Pasado Pluscuamperfecto


Había ido a trabajar por la mañana en metro, quitándose los pelos de las cejas mientras un niño pequeño la miraba atónito. Los niños no entienden esas cosas, no entienden que nos quitemos pelos o nos pongamos cremas, atónitos escuchan hablar del trabajo y del dinero, para ellos todo es un presente continuo sin pretensiones.
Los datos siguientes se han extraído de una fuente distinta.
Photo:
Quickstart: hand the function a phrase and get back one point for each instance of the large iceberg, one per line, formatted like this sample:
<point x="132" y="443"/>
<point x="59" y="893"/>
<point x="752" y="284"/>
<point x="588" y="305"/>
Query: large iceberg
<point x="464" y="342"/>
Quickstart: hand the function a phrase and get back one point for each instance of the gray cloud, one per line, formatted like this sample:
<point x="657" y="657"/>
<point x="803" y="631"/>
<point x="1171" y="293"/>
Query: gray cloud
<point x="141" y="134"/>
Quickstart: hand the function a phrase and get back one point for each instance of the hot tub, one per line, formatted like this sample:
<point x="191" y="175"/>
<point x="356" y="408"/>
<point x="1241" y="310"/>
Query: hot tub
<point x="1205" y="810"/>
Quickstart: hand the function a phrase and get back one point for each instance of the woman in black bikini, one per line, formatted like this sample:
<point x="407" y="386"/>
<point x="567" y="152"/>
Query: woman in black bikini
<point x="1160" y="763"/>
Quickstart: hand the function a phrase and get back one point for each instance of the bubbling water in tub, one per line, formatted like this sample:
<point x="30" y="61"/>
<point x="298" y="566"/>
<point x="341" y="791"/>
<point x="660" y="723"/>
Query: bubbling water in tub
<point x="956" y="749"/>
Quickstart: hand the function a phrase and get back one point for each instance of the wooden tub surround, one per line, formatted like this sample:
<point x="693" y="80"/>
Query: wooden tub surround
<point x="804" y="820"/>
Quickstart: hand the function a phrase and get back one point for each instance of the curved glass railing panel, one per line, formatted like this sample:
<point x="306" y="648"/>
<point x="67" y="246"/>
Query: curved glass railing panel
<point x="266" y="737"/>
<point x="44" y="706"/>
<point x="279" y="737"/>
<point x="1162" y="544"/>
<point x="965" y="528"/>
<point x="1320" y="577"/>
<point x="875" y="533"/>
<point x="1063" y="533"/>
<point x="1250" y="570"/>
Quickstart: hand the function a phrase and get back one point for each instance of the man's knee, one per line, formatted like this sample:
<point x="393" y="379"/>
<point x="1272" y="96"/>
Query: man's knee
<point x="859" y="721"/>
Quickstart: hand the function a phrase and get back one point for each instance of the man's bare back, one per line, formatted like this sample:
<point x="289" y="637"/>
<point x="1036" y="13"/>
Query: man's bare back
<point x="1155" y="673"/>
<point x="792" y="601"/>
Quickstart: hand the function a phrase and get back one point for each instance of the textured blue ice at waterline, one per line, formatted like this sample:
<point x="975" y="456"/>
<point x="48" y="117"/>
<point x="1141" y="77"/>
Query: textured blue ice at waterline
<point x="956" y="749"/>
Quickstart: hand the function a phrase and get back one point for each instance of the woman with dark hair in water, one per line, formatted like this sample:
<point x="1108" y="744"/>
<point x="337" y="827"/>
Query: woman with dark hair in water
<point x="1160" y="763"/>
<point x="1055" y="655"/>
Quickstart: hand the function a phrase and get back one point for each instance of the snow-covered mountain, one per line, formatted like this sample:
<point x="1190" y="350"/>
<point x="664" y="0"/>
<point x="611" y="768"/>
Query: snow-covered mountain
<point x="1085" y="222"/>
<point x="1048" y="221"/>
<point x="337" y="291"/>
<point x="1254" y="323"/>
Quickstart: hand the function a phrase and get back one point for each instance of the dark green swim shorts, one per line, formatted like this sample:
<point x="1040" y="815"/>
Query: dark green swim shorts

Pero ella, decía, había ido a trabajar en metro, y a la salida había decidido hacer un viaje por la ciudad -ya que estaba allí desde hacía más de veinte años, quizá no era mala idea disfrutar del paisaje, de la luz y de la gente de Madrid-, primero había quedado con sus compañeros de la universidad, había paseado por La latina y tomado cañas y cafés hasta las ocho de la tarde, cuando la luz y los guiris se desvanecen de las calles del centro. Después había vuelto a su nueva casa, se había arreglado un poco y como nadie tenía guardia en el hospital, había podido salir a beber vino blanco y comer croquetas de bacalao en una taberna de Malasaña. Había mirando entonces con cariño aquel instante, queriendo congelarlo en su memoria para cuando los pequeños conflictos del día a día la preocupaban. Había recordado también, al acercarse a ese bar con los mejores mojitos de los dieciséis años, cuantas noches había pensado antes que Madrid era una ciudad divertida y emocionante donde podía pasar cualquier cosa. Echaba de menos el mar, echaba de menos un poco menos de egoísmo y prisas, hubiera echado a unos cuantos políticos que llevaban demasiados años allí, pero en el fondo esa ciudad, había concluido, era maravillosa.
Había viajado lejos (a Flandes últimamente, pero eso es otra historia) y había querido irse aún más lejos millones de veces, pero sabía que siempre volvería. Volvería para ver todos los parques con cumpleaños al atardecer y para poder hacer San Cucufato Armendáriz y encontrar sitio un domingo por la tarde en Lavapiés, y tomar cervezas en su barrio con su familia, e ir al parque a corretear y bajar el cocido de las tres, y darse besos con todos, y coger el último autobús demasiado acelerado con su muy mejor amiga.
Sabía que su ciudad no era una ciudad agradecida y por eso no se molestaba en defenderla, era su tierra como podía haber sido cualquier otra, pero nunca se preocupó en explicar a nadie lo genial que era. Se explicaba por sí misma: era una tierra de gente de todas partes donde en realidad nadie era de ningún sitio.

Aquí he vivido y por ahora, como uno que vive en la plaza de Tirso, aquí quiero quedarme.